Large amounts of quality data are a key requisite for Machine Learning. But often these data are difficult to find and very expensive. Akshay Pai, Co-founder and CTO of Cerebriu may have found a novel approach.
Last week, Asia House hosted an event for the artificial intelligence (AI) and machine learning (ML) community. The focus of the evening was a foundational problem for companies and researchers in this area: You need a good quality dataset to train your machine learning model, but how do you get that data to begin with?
High cost and privacy
The four speakers participating in the event came from the healthcare sector where this issue is particularly acute. Obtaining large amounts of quality health data is costly and time consuming, and complicated by the thorny issues of patient privacy.
While the four speakers used a variety of tools to overcome this hurdle, one approach stood out. Akshay Pai from Cerebriu bought his data from Asia. Cerebriu is a company that helps augment the radiologist workflow within brain imaging.
Pros & Cons of going to India
Working with Indian hospitals, Cerebriu was able to access very large and diverse datasets at low cost. One center alone would often have more than 500,000 images in their picture archives, ensuring a high level of variance.
Furthermore, building a relationship with the hospitals was fast and easy. The hospitals were private and bureaucracy relatively straightforward, with a low number of decision makers involved. Finally, the hospitals had already obtained data acquisition compliance from patients, meaning patient privacy issues were taken care of.

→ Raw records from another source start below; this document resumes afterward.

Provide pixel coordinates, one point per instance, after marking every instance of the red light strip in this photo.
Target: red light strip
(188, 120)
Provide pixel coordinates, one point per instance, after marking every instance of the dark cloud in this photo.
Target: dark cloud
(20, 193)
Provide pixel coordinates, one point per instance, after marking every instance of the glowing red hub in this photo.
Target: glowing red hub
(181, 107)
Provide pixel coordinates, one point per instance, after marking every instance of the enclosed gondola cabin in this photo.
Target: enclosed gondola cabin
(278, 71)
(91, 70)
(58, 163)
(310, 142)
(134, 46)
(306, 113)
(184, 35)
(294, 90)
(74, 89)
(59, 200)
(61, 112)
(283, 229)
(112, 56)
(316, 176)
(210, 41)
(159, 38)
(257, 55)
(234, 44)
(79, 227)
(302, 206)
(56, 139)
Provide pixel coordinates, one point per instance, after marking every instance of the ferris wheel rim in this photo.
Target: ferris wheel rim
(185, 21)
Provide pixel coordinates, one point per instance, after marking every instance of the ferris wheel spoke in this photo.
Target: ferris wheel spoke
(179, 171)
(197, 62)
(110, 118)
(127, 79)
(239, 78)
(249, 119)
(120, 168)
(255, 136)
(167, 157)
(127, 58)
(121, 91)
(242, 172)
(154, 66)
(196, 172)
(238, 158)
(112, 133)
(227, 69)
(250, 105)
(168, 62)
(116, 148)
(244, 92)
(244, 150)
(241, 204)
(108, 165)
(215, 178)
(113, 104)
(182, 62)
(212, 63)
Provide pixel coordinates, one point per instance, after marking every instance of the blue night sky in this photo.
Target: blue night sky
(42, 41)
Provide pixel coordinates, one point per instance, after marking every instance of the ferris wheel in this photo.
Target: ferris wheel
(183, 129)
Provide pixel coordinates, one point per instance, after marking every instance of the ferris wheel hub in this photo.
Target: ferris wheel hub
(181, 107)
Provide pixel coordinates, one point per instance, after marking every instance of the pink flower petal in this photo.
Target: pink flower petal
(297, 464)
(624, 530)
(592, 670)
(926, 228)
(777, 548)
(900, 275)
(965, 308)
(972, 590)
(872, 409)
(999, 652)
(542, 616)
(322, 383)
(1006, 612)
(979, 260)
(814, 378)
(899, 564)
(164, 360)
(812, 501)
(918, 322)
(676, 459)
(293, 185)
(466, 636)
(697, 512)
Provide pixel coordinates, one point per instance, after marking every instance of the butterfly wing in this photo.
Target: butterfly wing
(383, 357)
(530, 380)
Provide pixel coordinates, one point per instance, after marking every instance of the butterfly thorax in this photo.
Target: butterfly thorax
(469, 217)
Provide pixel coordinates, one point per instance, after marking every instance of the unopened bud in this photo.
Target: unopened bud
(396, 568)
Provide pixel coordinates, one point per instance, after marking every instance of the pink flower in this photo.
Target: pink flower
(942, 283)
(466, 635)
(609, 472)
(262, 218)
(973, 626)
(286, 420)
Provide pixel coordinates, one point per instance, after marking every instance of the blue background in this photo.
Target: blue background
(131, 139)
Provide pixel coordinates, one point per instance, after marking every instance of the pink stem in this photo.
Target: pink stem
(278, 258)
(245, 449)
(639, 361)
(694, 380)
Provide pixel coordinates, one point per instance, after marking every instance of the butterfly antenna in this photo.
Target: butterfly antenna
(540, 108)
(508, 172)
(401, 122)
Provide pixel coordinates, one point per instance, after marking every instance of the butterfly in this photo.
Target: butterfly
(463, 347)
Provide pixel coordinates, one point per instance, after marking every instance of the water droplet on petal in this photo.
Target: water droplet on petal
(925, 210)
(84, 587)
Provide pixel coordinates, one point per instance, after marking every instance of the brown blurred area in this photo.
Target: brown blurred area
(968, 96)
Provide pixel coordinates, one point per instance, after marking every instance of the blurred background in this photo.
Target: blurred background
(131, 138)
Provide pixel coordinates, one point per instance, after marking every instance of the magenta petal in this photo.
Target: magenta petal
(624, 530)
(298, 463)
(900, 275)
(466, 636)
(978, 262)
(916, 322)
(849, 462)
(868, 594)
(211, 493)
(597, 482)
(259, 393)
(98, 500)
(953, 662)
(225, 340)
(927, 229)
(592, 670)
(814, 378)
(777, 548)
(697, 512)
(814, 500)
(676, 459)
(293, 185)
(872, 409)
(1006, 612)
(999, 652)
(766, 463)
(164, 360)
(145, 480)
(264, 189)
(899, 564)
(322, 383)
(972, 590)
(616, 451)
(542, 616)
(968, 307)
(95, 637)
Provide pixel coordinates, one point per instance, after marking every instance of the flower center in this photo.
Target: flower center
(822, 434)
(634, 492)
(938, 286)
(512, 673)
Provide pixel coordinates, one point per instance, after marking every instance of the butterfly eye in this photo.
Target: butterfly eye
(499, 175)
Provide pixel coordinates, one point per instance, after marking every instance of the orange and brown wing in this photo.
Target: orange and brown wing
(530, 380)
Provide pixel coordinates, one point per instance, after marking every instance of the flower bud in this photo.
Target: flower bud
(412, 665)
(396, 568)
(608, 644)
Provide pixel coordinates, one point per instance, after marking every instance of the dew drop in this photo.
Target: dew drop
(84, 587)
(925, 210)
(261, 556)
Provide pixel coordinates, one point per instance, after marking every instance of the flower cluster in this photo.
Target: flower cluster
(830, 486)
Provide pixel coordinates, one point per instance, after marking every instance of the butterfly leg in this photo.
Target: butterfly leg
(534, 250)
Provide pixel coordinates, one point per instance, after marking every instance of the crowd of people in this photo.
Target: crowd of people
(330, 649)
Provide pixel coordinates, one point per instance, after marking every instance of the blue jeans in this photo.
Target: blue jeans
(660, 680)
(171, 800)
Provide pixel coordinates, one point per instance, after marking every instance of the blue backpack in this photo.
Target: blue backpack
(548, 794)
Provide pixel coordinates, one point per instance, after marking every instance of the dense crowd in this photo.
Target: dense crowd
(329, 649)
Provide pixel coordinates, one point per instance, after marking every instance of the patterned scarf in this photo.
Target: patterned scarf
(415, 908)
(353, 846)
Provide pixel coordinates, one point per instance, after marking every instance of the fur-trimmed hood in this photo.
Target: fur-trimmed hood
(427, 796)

The main downside related to data quality. The images provided were mainly 2D (and 3D images are much more powerful). Furthermore, since there were no standards on how to label images, radiologists created their own individual labels, which added much time to the crucial task of labelling and validating data. At any rate, the data was in English, making it doable for non-Asian readers.
Looking for a well-trodden path
As more startups with data requirements look to Asia, some of these obstacles may be removed, either by improved standardisation at the clinical source, or via the hiring of local consultants to perform data labeling. Data acquisition for Machine Learning may become a future path for collaboration between Danish and Asian innovation ecosystems.